Uma revisão sistemática publicada em outubro de 2025 na Frontiers in Cardiovascular Medicine analisou casos forenses de morte associada ao uso de EAA. As autópsias encontraram hipertrofia ventricular esquerda, fibrose miocárdica, necrose focal, trombose coronária e cardiomiopatia dilatada. A toxicologia confirmou testosterona, estanozolol, trembolona e nandrolona nas amostras. O estudo conclui que a hipertrofia e a fibrose induzidas por EAA contribuem para arritmias fatais e morte súbita cardíaca, mesmo na ausência de doença coronariana prévia.

O que acontece no cérebro

Pope e Katz conduziram, em 1988 e 1994, os estudos seminais sobre os efeitos psiquiátricos de EAA. Entrevistando fisiculturistas e atletas usuários, encontraram que 22% preenchiam critérios para síndrome afetiva completa e 12% desenvolveram sintomas psicóticos associados ao uso. Em estudo subsequente, 23% dos usuários preencheram critérios do DSM para transtornos de humor.

Uma revisão sistemática publicada em 2015 na Current Neuropharmacology reuniu toda a literatura disponível sobre EAA e psicopatologia. Os efeitos documentados incluem mania, hipomania, episódios psicóticos, paranoia, depressão grave na retirada e sintomas de dependência. Usuários pontuaram mais alto em perfis paranoides, esquizoides e antissociais durante o uso.

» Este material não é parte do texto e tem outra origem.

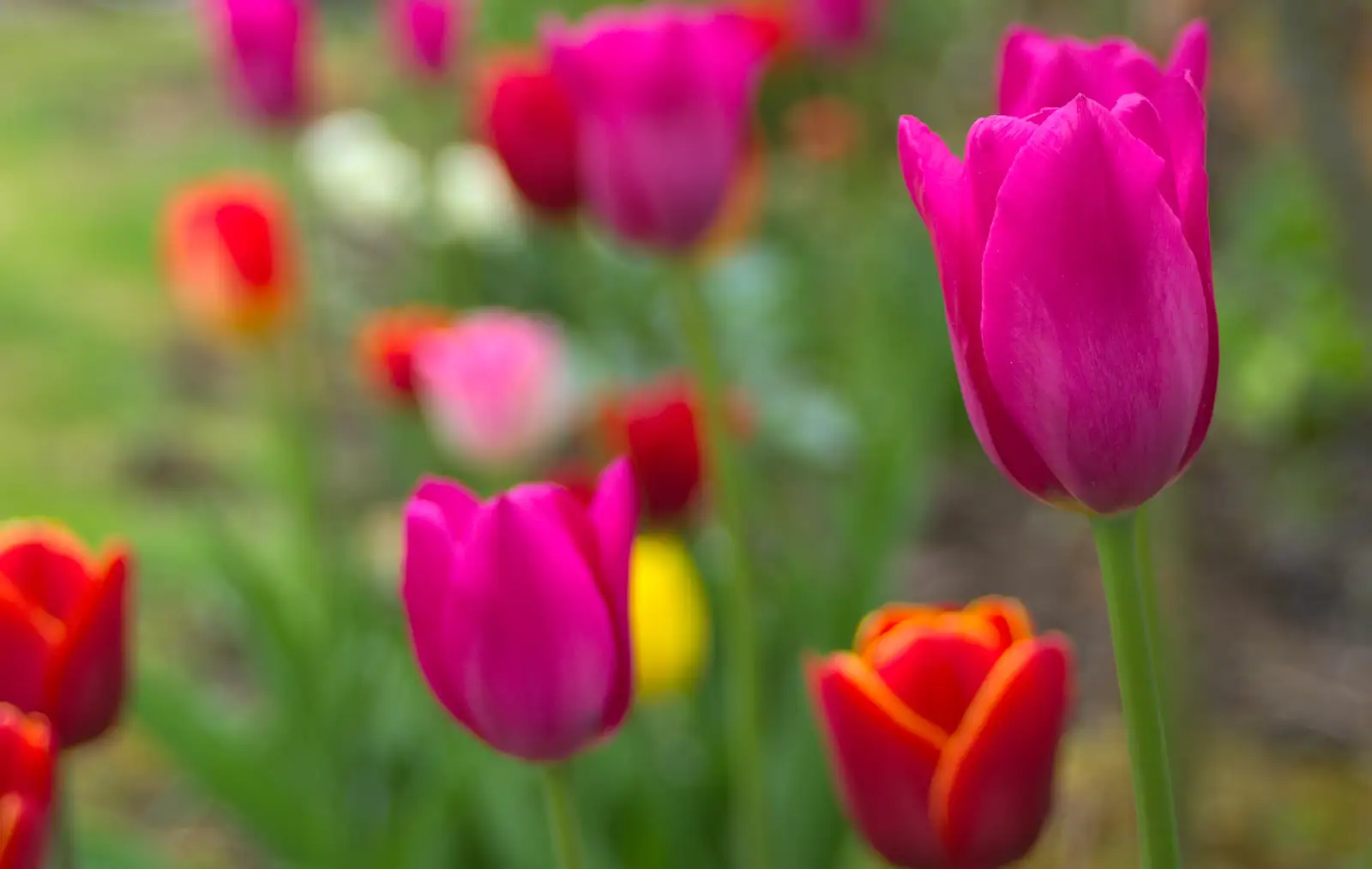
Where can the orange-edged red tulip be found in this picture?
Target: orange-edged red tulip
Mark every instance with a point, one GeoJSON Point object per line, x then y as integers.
{"type": "Point", "coordinates": [27, 754]}
{"type": "Point", "coordinates": [386, 347]}
{"type": "Point", "coordinates": [63, 624]}
{"type": "Point", "coordinates": [943, 727]}
{"type": "Point", "coordinates": [231, 254]}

Esses não são efeitos raros ou imprevisíveis. São consequências descritas na literatura há mais de 35 anos.

O que isso significa na prática

O uso de EAA em doses suprafisiológicas não é suplementação. Não é protocolo controlado. É intervenção hormonal com impacto documentado no músculo cardíaco, no fígado e no sistema nervoso central. A presença de um médico na prescrição não elimina esses riscos. Reduz alguns, mas não os apaga.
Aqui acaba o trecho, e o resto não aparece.